Umso heldenhafter, wenn ein Bauchladen wie der Area Verlag gleich drei Romane als Sammelband zum Schleuderpreis von 9,95 Euro anbietet. "Crash" enthält alle Bände der "Dystopischen Trilogie/Beton-Trilogie", bestehend aus "Crash" (1973), "Die Betoninsel" ("Concrete Island", 1974) und "Der Block" ("High Rise", 1975).
Crash ist die Perle des Buches. Ein Autounfall stürzt Regisseur Ballard in eine Existenzkrise. Er gerät in eine Welt gefühlsverarmter Sex-Maniacs, die ihre Geilheit aus drohenden Autounfällen speisen und im namensgebenden Crash den totalen Orgasmus suchen. Wer der gleichnamigen Cronenberg-Verfilmung nachsagt, sie böte zu wenig Stoff für einen ganzen Film, wird bemerken, daß es das Buch war, daß nicht mehr hergab. Doch die lohnende Lektüre lehrt auch, daß der düstere Film eigentlich ein heiteres Video über Samstagnachmittags-Autowäscher ist. Jeder Satz in diesem harten, herzlosen und eiskalten Roman ist von kantiger Technik und dampfender Sexualität durchdrungen. Keine Beschreibung und kein Bild, in dem Körper und Maschine einander nicht penetrieren, im zufälligen oder gewollten Zusammenprall, materiell und sexuell. Maschinen, Metall, Plastik, Geschlechtsteile und Sperma befinden sich in ununterbrochener literarischer Kollision mit Tod, Zerstörung und Konstruktion. Trotz stellenweise spürbarer Übersetzung liest sich "Crash" wie eine Mischung aus Spannungsroman und Techno-Fetisch-Porno, dessen Szenen und Sprache sowohl Protagonisten als auch Leser gnadenlos ineinander verkeilt und erst nach dem Crash wieder freigibt, wenn auch zerschmettert, bestenfalls vernarbt. Eine Story ohne Airbag.

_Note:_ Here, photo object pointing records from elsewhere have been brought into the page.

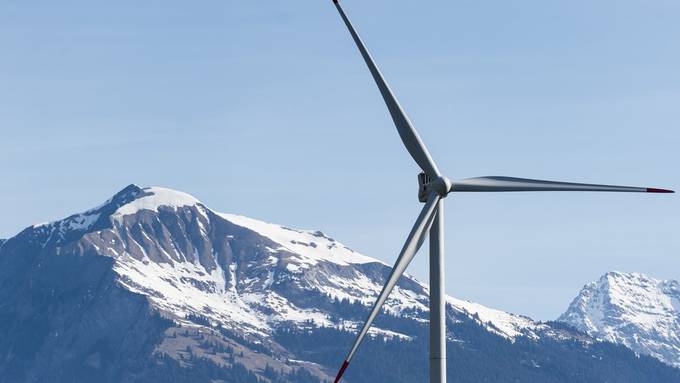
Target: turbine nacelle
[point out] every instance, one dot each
(441, 185)
(432, 187)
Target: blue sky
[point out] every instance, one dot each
(264, 108)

In Die Betoninsel kommt ein Mann vom Weg ab und fährt seinen Jaguar in den Graben. Der liegt inmitten eines Autobahnkreuzes und entpuppt sich als Mikrokosmos, in dem der schwer verletzte Anti-Robinson anfangs noch um Überleben und Entkommen kämpft, später dagegen nur mehr um Macht und Herrschaft über die anderen Gestrandeten. Die Idee ist gut, die Umsetzung zäh. Immerhin: Kein Leser wird jemals wieder während der Fahrt ein halbes Wurstbrot aus dem Fenster schmeißen, ohne einen Blick zu wagen, wer sich davon nähren mag.
Knackiger ist da schon Der Block: Die Bewohner eines neuen, vierzigstöckigen Hochhauses werden ihrer Luxus-Apartments schnell überdrüssig. Eingepfercht in technokratische Strukturen, entwickeln sie neue Gesellschaftsschichten, deren Tektonik an den Stockwerksgrenzen zu beben beginnt. Scheinbar unschuldigen Forderungen - etwa der, daß die Kinder aus dem 10. Stock nicht mehr im Pool des 30. baden dürfen - folgen bewußte Lärmbelästigungen und Schikanen auf dem Parkplatz. Schnell liegen alle im Krieg gegen alle. Müllschlucker, Aufzüge, Wasser und Strom fallen dem Vandalismus der Bewohner anheim. Ihrer verhaßten technischen Infrastruktur beraubt, tatsächlich von ihr "befreit", verschanzen sich die Menschen hordenweise in Wohnungen, vögeln lustlos kreuz und quer, verspeisen ihre restlichen Haustiere und vegetieren im eigenen Müll, Urin und Kot dahin. Ein wunderbare Story, auch wenn ihre sprachliche Umsetzung nicht ganz die grausam kalte Wucht von "Crash" erreicht.
Falls jemand Berührungsängste hat: Keiner dieser Romane enthält auch nur ein Fitzelchen SF-Material. Heute, ein Vierteljahrhundert nach ihrem Erscheinen, lesen sich Ballards Romane am ehesten wie Drehbuchvorlagen für Reality-Shows oder TV-Berichte aus der Betonwüste.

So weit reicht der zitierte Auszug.